Hello,
We are experiencing persistent CUDA out of memory errors on a GKE node equipped with an NVIDIA T4 GPU, configured with time-sharing. This issue was first raised with Google Cloud Support, and they have suggested we consult the NVIDIA forums as it may be a driver-level problem.
The core issue is that we receive OOM errors when creating CUDA contexts, even though our monitoring shows that only about 30% of the GPU’s VRAM is in use.
Environment
-
Cloud Platform: Google Kubernetes Engine (GKE)
-
GPU: 1x NVIDIA Tesla T4 (16 GB VRAM)
-
GPU Sharing Strategy: GKE Time-Sharing (with
max-shared-clients-per-gpu=48) -
NVIDIA Driver Version:
570.133.20(also confirmed the same issue on535.247.01) -
Node OS Image: Container-Optimized OS
cos-117-18613-263-14
Problem Description
Our service provides screen recording for video conferencing applications like Google Meet. We run multiple recording sessions in parallel on a single T4 GPU using GKE’s time-sharing feature.
The out of memory error consistently appears when we scale our application to around 15 Pods on a single node. Each pod runs a screen recording process using the gpu-screen-recorder tool, which leverages NVENC.

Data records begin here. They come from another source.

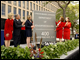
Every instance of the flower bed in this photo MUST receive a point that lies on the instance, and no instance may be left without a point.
(50, 52)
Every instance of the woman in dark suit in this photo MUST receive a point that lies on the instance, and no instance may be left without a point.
(28, 28)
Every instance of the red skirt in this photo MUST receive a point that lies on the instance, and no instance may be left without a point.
(66, 35)
(9, 36)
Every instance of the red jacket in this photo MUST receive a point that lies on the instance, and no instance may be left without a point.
(67, 30)
(59, 30)
(8, 29)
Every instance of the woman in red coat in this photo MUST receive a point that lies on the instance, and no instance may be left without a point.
(67, 26)
(57, 23)
(8, 29)
(59, 29)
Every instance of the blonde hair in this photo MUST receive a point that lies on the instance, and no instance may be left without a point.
(62, 19)
(28, 17)
(9, 15)
(68, 19)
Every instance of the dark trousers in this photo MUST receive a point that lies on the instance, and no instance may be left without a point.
(17, 40)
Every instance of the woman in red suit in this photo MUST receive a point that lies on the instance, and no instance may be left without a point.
(59, 29)
(67, 26)
(8, 29)
(57, 23)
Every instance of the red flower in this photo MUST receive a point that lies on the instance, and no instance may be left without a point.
(41, 52)
(39, 49)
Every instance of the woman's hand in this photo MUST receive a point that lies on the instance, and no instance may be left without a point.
(7, 34)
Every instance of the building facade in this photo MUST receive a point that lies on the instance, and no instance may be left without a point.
(24, 8)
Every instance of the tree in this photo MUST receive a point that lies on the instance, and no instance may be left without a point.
(60, 4)
(70, 12)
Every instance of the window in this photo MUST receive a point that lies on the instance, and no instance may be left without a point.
(23, 14)
(28, 5)
(39, 8)
(19, 3)
(27, 13)
(9, 2)
(9, 9)
(23, 4)
(19, 12)
(14, 11)
(3, 9)
(33, 6)
(36, 7)
(14, 2)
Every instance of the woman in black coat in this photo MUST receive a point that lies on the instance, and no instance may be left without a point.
(28, 28)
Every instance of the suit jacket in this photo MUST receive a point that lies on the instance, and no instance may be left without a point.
(17, 27)
(76, 37)
(28, 28)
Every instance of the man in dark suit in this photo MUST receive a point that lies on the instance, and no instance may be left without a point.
(76, 36)
(17, 30)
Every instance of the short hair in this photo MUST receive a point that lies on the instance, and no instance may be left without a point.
(62, 19)
(28, 17)
(16, 15)
(68, 19)
(9, 15)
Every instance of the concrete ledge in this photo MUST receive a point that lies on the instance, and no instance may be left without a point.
(70, 54)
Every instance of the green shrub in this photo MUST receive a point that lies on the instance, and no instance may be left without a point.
(50, 52)
(55, 51)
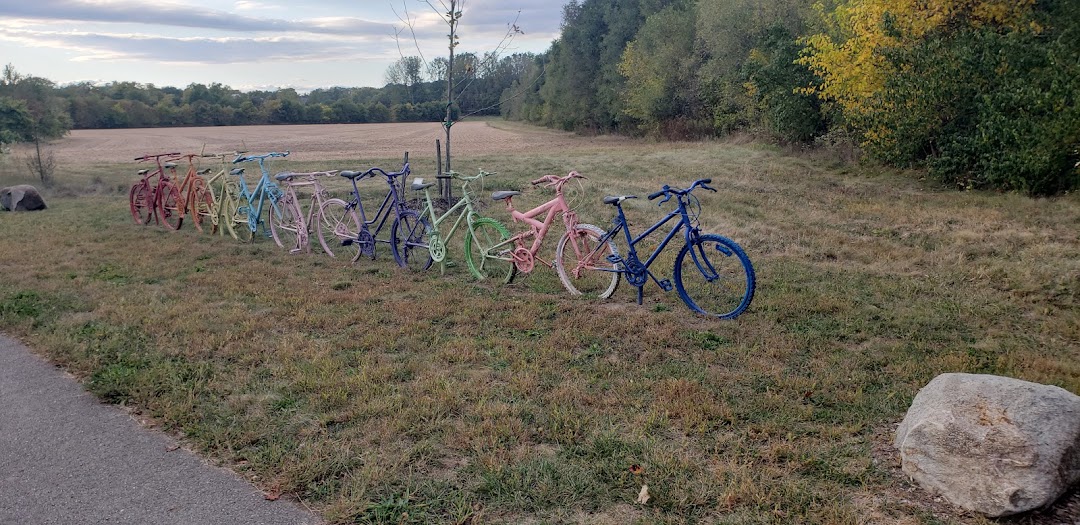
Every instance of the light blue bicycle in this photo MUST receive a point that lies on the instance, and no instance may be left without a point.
(246, 212)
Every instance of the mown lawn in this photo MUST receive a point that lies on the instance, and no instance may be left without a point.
(378, 395)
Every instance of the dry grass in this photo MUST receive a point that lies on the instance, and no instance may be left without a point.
(382, 396)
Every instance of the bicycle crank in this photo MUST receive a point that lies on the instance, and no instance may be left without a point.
(436, 247)
(524, 260)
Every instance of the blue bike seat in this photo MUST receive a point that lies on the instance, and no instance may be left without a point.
(616, 200)
(418, 185)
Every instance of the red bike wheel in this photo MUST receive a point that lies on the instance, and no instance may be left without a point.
(140, 199)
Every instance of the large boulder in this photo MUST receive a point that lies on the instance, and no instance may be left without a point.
(22, 199)
(993, 445)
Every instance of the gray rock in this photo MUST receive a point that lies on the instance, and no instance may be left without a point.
(993, 445)
(22, 198)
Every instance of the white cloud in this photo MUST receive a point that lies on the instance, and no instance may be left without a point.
(198, 50)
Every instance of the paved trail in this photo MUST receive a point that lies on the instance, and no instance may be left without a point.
(65, 458)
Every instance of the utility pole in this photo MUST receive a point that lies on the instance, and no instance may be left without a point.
(453, 18)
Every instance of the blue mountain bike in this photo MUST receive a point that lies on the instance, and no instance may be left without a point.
(713, 274)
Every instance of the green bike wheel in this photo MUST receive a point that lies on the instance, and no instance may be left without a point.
(487, 252)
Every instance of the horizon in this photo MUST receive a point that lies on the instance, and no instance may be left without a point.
(254, 45)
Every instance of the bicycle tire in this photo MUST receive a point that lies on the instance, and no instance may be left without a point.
(286, 224)
(483, 234)
(202, 207)
(409, 241)
(140, 199)
(337, 223)
(597, 279)
(170, 206)
(730, 292)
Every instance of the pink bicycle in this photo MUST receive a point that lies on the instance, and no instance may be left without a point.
(522, 248)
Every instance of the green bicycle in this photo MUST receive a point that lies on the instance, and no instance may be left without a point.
(482, 232)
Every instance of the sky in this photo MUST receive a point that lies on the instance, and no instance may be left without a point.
(255, 44)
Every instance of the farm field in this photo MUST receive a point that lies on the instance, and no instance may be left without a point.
(379, 395)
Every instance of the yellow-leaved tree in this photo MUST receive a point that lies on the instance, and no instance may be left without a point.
(851, 58)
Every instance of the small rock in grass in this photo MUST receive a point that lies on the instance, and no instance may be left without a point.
(993, 445)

The Contradiction: OOM Errors vs. Monitoring Data
While the application and kernel logs report an Out of Memory condition, all our monitoring tools indicate ample available resources.
-
Google Cloud Monitoring: Reports GPU Memory Usage at only ~30% when the errors occur.
-
DCGM Exporter: Metrics for SM utilization and memory usage also show low consumption, with plenty of capacity available.
This suggests the OOM error is not related to a lack of VRAM capacity itself, but perhaps another resource limit.
Error Logs
We have captured the following error messages:
-
Kernel Log (
dmesgon the GKE node):[ 361.456869] NVRM: nvCheckOkFailedNoLog: Check failed: Out of memory [NV_ERR_NO_MEMORY] (0x00000051) returned from _memdescAllocInternal(pMemDesc) @ mem_desc.c:1353 -
Application Error Log (from within the container):
[screen recorder] gsr error: gsr_cuda_load failed: unable to create CUDA context, error: out of memory (result: 2) gsr error: gsr_get_supported_video_codecs_nvenc: failed to load cuda Error: failed to query for supported video codecsThe key failure is the inability to create a new CUDA context.
Our Questions
-
Why would the NVIDIA driver report an
Out of Memoryerror when VRAM usage is only at 30%? -
Is there a hard limit on the number of concurrent CUDA contexts that can be created in a time-sharing configuration, which is separate from the total available VRAM?
-
Could this be a potential bug in the driver’s memory management or resource scheduling when used with GKE’s time-sharing scheduler?
Any insights or suggestions would be greatly appreciated. Thank you.